First, let's calculate the heat gained by the ice. The heat gained by the ice is represented by \(Q_{\text{ice}}\), \(m_{\text{ice}}\) represents the mass of the ice, \(c_{\text{ice}}\) represents the specific heat capacity of ice, and \(\Delta T_{\text{ice}}\) represents the change in temperature of the ice:
\(Q_{\text{ice}} = m_{\text{ice}} c_{\text{ice}} \Delta T_{\text{ice}}\)
Substituting the given values, we have:
\(Q_{\text{ice}} = 50 \, \text{g} \times 2.09 \, \text{J/g°C} \times (0 - (-6))°C\)
Next, let's calculate the heat lost by the water. The heat lost by the water is represented by \(Q_{\text{water}}\), \(m_{\text{water}}\) represents the mass of the water, \(c_{\text{water}}\) represents the specific heat capacity of water, and \(\Delta T_{\text{water}}\) represents the change in temperature of the water:
\(Q_{\text{water}} = m_{\text{water}} c_{\text{water}} \Delta T_{\text{water}}\)

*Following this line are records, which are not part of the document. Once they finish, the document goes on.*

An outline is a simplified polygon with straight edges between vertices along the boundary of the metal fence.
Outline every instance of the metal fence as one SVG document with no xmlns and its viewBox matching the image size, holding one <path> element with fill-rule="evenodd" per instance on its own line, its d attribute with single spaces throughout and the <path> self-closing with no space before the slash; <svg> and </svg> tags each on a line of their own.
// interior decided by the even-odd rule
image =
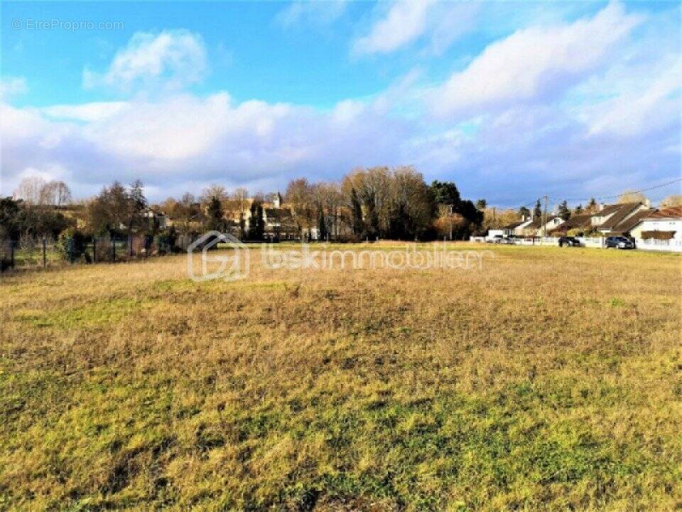
<svg viewBox="0 0 682 512">
<path fill-rule="evenodd" d="M 0 240 L 0 271 L 140 260 L 186 250 L 192 240 L 190 235 L 169 240 L 137 235 L 59 241 L 45 238 L 4 240 Z"/>
</svg>

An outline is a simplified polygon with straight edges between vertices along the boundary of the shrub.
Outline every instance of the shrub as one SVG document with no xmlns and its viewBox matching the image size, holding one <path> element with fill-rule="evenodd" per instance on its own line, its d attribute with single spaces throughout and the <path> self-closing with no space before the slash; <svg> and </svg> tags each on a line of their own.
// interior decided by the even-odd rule
<svg viewBox="0 0 682 512">
<path fill-rule="evenodd" d="M 73 263 L 85 256 L 87 238 L 75 228 L 69 228 L 60 233 L 57 246 L 64 257 Z"/>
</svg>

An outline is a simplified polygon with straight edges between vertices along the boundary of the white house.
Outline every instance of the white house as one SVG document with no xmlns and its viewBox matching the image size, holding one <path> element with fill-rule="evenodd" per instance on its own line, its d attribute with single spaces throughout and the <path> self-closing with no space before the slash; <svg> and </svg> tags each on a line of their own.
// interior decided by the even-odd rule
<svg viewBox="0 0 682 512">
<path fill-rule="evenodd" d="M 682 240 L 682 206 L 650 213 L 630 230 L 630 235 L 637 240 Z"/>
</svg>

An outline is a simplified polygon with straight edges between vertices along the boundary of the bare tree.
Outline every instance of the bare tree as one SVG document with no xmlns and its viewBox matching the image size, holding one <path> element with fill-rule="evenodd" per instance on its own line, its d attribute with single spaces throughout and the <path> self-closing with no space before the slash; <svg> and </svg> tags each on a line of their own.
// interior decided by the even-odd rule
<svg viewBox="0 0 682 512">
<path fill-rule="evenodd" d="M 313 187 L 307 179 L 299 178 L 290 181 L 284 194 L 284 201 L 291 208 L 299 233 L 314 225 Z"/>
<path fill-rule="evenodd" d="M 661 208 L 682 206 L 682 196 L 669 196 L 661 201 Z"/>
<path fill-rule="evenodd" d="M 620 204 L 624 203 L 646 203 L 646 196 L 642 192 L 637 192 L 637 191 L 623 191 L 618 196 L 618 203 Z"/>
<path fill-rule="evenodd" d="M 19 182 L 14 190 L 14 198 L 23 199 L 28 205 L 43 204 L 47 182 L 40 176 L 29 176 Z"/>
<path fill-rule="evenodd" d="M 227 199 L 227 191 L 222 185 L 218 183 L 211 183 L 201 191 L 201 202 L 207 204 L 213 198 L 220 201 L 224 201 Z"/>
</svg>

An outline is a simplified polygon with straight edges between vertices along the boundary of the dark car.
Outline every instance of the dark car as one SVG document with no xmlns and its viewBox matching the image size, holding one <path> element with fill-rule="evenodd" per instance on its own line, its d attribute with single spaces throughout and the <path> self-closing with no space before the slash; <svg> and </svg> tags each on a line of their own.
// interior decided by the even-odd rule
<svg viewBox="0 0 682 512">
<path fill-rule="evenodd" d="M 634 242 L 625 237 L 607 237 L 605 245 L 607 249 L 634 249 Z"/>
<path fill-rule="evenodd" d="M 580 241 L 575 237 L 560 237 L 559 247 L 580 247 Z"/>
</svg>

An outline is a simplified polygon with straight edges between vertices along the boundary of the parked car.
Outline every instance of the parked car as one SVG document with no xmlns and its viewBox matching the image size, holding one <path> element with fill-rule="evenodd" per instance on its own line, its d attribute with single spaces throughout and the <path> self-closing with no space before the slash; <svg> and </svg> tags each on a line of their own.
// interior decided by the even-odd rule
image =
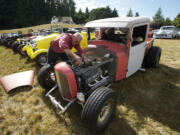
<svg viewBox="0 0 180 135">
<path fill-rule="evenodd" d="M 52 68 L 43 66 L 38 73 L 39 84 L 48 90 L 46 96 L 64 114 L 77 102 L 83 106 L 81 119 L 93 132 L 103 131 L 112 120 L 117 95 L 111 84 L 130 77 L 144 67 L 158 67 L 161 49 L 153 46 L 154 38 L 146 36 L 150 19 L 116 17 L 88 22 L 88 64 L 68 65 L 59 62 Z M 99 30 L 97 39 L 91 32 Z M 144 71 L 144 70 L 143 70 Z M 58 90 L 63 106 L 51 94 Z"/>
<path fill-rule="evenodd" d="M 84 49 L 87 47 L 87 33 L 82 32 L 83 40 L 80 45 Z M 22 51 L 26 52 L 27 55 L 33 60 L 35 59 L 37 65 L 43 66 L 47 62 L 47 52 L 50 46 L 50 42 L 56 37 L 60 36 L 59 33 L 52 33 L 47 36 L 41 36 L 33 39 L 28 45 L 24 46 Z M 76 50 L 73 48 L 73 52 Z"/>
<path fill-rule="evenodd" d="M 155 33 L 155 38 L 176 38 L 177 30 L 175 26 L 162 26 L 160 30 Z"/>
</svg>

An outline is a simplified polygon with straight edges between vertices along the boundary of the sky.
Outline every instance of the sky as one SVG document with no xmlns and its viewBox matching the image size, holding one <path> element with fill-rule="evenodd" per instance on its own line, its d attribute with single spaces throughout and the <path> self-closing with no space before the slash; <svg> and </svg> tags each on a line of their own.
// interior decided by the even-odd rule
<svg viewBox="0 0 180 135">
<path fill-rule="evenodd" d="M 133 14 L 139 12 L 140 16 L 152 17 L 161 7 L 163 16 L 173 20 L 180 13 L 180 0 L 74 0 L 76 10 L 80 8 L 85 11 L 98 7 L 109 6 L 111 9 L 116 8 L 119 16 L 126 16 L 131 8 Z"/>
</svg>

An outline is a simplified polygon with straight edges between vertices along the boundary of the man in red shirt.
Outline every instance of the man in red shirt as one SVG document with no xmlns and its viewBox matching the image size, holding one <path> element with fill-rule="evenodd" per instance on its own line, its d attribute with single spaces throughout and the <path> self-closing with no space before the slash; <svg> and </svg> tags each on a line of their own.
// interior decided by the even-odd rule
<svg viewBox="0 0 180 135">
<path fill-rule="evenodd" d="M 74 58 L 77 64 L 82 63 L 81 57 L 84 58 L 85 63 L 88 63 L 79 45 L 82 39 L 83 37 L 80 33 L 65 33 L 52 40 L 48 50 L 48 64 L 55 65 L 58 57 L 60 57 L 62 61 L 68 61 L 68 56 Z M 77 50 L 79 55 L 71 52 L 72 47 Z"/>
</svg>

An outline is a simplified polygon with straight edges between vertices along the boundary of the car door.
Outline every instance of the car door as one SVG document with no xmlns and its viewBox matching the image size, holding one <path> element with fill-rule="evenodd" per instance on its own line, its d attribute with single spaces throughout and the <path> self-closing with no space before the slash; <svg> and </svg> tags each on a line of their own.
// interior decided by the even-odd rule
<svg viewBox="0 0 180 135">
<path fill-rule="evenodd" d="M 135 25 L 132 29 L 133 32 L 131 35 L 132 40 L 126 77 L 134 74 L 142 66 L 144 52 L 146 48 L 146 35 L 148 24 Z"/>
</svg>

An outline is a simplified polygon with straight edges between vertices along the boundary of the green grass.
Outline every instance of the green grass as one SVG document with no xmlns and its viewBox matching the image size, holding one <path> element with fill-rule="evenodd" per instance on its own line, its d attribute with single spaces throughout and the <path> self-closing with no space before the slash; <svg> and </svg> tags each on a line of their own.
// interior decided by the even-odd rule
<svg viewBox="0 0 180 135">
<path fill-rule="evenodd" d="M 112 85 L 117 92 L 115 117 L 101 135 L 180 134 L 180 40 L 155 40 L 162 48 L 160 66 Z M 38 68 L 35 62 L 0 46 L 0 77 Z M 37 83 L 6 94 L 0 86 L 0 135 L 92 135 L 74 104 L 63 116 Z M 60 97 L 60 96 L 59 96 Z"/>
<path fill-rule="evenodd" d="M 33 29 L 34 31 L 40 30 L 40 29 L 51 29 L 51 27 L 67 27 L 67 28 L 72 28 L 72 27 L 82 27 L 82 25 L 76 25 L 76 24 L 42 24 L 42 25 L 37 25 L 33 27 L 26 27 L 26 28 L 19 28 L 19 29 L 11 29 L 11 30 L 0 30 L 0 34 L 2 33 L 10 33 L 10 32 L 17 32 L 17 31 L 22 31 L 24 34 L 28 32 L 29 29 Z"/>
</svg>

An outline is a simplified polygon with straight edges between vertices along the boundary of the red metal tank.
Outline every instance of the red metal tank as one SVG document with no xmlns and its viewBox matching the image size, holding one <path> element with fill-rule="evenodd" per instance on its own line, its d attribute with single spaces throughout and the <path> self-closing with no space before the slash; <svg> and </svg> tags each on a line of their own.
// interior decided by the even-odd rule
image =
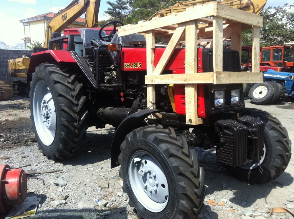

Substitute the given values, we have:
\(Q_{\text{water}} = 300 \, \text{g} \times 4.18 \, \text{J/g°C} \times (\text{final temperature} - 20)°C\)
Since the heat gained by the ice is equal to the heat lost by the water (assuming no heat loss to the surroundings), we can set the two equations equal to each other:
\(Q_{\text{ice}} = Q_{\text{water}}\)
\(50 \, \text{g} \times 2.09 \, \text{J/g°C} \times (0 - (-6))°C = 300 \, \text{g} \times 4.18 \, \text{J/g°C} \times (\text{final temperature} - 20)°C\)
Now we can solve for the final temperature (\(\text{final temperature}\)):
\(12.54 \, \text{J/°C} = 1254 \, \text{J/°C} \times (\text{final temperature} - 20)°C\)
Divide both sides by 1254 J/°C:
\(\text{final temperature} - 20 = \frac{12.54}{1254}\)
\(\text{final temperature} - 20 = 0.01\)
\(\text{final temperature} = 20 + 0.01\)
\(\text{final temperature} = 20.01°C\)
Therefore, the final temperature of the water, when all the ice melts, is 20.01°C.
Now, let's calculate how much ice remains when the water-ice mixture reaches equilibrium. We know that at equilibrium, the final temperature of the system will be the melting point of ice, which is 0°C.
Using the same principle of conservation of energy, we can calculate the heat gained by the ice and the heat lost by the water until they reach equilibrium. We can then use these values to determine how much ice remains.
Following the same initial equations:
\(Q_{\text{ice}} = Q_{\text{water}}\)
\(Q_{\text{ice}} = m_{\text{ice}} c_{\text{ice}} \Delta T_{\text{ice}}\)
\(Q_{\text{water}} = m_{\text{water}} c_{\text{water}} \Delta T_{\text{water}}\)
Substituting the given values and the final temperature as 0°C, we can set up the equation:
\(50 \, \text{g} \times 2.09 \, \text{J/g°C} \times (0 - (-6)) = 300 \, \text{g} \times 4.18 \, \text{J/g°C} \times (0 - 0)\)
Simplifying, we find:
\(62.7 = 0\)
Since this equation is not true, it means that all of the ice will melt, and no ice will remain when the water-ice mixture reaches equilibrium.
Therefore, when the water-ice mixture reaches equilibrium, all the ice will have melted.